Truck drivers and the companies they work for have an enormous responsibility every time a truck is on California's roadways. The vehicles must be in good mechanical condition, and the drivers must remain vigilant. When either or both of those factors are not present, a truck accident can easily occur.
Recently, a truck driver who had only been on-the-job for approximately three months was traveling Highway 17 with two trailers loaded down with dirt. As the truck approached a section of the highway with a grade of six percent, he realized that the traffic ahead of him had significantly slowed. However, the truck was going much too fast to stop in time.
When he attempted to stop the fully loaded truck, his brakes apparently began to smoke and did nothing to slow his approach toward the pack of cars. As he collided with vehicles, his cab separated from the trailers, which also struck vehicles. By the time all of the affected vehicles came to a stop, seven people suffered injuries. One person was killed.
As part of the investigation into this 10-car pileup, the maintenance records of the truck will come into question. The company that owns the truck reported it was inspected that day and that the California Highway Patrol had inspected it as well just two weeks prior to the accident. It could take some time to determine whether the inexperience of the driver or the condition of the truck played a larger role in the crash.
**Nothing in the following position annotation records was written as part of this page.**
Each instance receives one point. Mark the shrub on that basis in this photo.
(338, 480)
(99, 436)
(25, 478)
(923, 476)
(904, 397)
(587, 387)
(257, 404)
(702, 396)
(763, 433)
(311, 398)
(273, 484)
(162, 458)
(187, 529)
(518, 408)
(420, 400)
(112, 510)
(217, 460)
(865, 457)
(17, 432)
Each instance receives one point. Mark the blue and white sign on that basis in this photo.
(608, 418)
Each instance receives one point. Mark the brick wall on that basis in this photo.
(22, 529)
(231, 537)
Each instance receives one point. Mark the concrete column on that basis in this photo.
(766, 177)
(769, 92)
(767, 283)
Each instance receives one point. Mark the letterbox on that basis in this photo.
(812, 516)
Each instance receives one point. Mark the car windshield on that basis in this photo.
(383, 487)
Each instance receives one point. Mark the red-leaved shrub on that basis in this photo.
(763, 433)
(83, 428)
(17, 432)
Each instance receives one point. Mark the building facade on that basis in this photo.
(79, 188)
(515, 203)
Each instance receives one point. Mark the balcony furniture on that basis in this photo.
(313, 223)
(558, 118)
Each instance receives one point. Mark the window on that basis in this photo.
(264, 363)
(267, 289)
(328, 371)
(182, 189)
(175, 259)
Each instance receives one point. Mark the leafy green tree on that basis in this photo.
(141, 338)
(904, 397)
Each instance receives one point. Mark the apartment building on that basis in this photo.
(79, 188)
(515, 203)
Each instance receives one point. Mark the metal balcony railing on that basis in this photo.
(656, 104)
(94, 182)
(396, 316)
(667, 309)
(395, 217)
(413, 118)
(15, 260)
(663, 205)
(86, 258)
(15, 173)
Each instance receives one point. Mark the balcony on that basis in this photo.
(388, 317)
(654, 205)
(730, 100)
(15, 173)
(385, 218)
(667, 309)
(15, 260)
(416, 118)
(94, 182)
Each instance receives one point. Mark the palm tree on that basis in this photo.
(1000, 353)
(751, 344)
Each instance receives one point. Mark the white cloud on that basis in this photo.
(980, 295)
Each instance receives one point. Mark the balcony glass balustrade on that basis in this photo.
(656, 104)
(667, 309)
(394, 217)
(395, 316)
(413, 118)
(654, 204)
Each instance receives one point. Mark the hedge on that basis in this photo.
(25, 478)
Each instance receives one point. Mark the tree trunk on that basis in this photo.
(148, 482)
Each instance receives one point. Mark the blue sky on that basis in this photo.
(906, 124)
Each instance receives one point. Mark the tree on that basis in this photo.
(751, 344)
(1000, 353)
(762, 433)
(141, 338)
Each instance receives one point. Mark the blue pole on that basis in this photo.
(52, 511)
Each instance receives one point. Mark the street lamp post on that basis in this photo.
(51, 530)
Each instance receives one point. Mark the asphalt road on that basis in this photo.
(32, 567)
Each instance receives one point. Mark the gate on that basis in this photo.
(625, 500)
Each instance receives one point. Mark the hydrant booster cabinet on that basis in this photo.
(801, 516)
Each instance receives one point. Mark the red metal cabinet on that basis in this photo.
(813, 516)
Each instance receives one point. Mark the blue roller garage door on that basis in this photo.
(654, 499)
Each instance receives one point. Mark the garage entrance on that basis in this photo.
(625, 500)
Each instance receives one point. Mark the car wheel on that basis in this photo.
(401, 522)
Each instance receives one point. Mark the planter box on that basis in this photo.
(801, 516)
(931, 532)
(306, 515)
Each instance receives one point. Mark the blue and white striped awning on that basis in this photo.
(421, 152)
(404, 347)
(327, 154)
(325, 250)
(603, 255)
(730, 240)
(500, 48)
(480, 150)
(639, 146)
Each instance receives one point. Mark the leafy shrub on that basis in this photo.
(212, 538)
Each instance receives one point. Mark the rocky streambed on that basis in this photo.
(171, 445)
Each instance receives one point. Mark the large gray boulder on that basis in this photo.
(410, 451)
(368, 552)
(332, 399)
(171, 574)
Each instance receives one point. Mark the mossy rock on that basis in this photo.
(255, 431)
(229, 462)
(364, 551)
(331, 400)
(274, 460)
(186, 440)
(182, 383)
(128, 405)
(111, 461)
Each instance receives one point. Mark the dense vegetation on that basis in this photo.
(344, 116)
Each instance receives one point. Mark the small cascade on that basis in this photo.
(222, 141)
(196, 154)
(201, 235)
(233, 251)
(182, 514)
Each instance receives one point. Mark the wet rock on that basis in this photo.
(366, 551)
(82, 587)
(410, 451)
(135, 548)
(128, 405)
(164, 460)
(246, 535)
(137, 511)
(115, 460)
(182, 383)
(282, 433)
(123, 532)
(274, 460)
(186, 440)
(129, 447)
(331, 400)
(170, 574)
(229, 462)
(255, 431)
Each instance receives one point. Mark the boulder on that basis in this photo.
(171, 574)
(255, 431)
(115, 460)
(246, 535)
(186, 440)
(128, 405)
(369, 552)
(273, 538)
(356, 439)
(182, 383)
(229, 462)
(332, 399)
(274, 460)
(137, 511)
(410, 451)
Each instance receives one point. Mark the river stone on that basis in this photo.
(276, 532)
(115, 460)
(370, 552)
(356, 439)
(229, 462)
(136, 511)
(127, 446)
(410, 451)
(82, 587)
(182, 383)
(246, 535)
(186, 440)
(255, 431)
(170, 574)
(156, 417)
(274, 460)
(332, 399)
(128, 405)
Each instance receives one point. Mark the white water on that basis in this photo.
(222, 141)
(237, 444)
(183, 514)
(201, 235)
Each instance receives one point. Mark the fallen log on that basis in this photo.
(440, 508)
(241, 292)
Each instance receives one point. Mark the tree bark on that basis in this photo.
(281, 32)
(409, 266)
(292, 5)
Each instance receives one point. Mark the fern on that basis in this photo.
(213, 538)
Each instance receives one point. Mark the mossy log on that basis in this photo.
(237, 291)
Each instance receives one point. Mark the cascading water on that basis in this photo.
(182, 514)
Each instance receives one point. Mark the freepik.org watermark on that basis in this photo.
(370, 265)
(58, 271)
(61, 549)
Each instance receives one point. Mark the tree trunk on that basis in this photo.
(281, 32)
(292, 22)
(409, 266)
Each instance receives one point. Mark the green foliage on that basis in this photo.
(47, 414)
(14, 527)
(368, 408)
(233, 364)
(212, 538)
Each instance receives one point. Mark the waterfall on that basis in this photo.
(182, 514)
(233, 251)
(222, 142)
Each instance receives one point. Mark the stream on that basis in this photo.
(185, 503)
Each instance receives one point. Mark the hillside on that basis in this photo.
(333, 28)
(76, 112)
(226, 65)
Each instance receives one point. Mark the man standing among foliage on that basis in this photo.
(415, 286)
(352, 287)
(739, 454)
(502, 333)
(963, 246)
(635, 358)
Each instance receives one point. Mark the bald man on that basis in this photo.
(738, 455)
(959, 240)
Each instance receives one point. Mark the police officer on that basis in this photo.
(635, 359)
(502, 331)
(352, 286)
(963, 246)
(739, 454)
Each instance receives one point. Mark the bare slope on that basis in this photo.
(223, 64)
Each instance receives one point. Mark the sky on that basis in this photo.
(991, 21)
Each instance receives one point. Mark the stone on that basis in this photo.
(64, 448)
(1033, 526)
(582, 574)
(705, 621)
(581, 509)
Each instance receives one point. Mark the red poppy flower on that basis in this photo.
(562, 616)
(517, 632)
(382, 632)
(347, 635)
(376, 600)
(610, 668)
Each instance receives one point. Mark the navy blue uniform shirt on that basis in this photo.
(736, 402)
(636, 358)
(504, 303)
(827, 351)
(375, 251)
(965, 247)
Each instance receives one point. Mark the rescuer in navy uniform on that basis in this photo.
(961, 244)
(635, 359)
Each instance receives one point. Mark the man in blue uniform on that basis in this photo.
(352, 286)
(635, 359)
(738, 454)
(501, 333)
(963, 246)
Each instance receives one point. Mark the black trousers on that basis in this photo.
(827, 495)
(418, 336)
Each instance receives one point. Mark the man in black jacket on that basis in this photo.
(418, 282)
Depending on the severity of the truck accident injuries suffered by those that were injured, personal injury claims may be filed against the driver and his employer. Further, the family of the deceased victim may also file a wrongful death claim against all of the parties deemed responsible for the death of their loved one. Damages may be awarded in successfully litigated claims comparable to those typically awarded in these types of tragedies.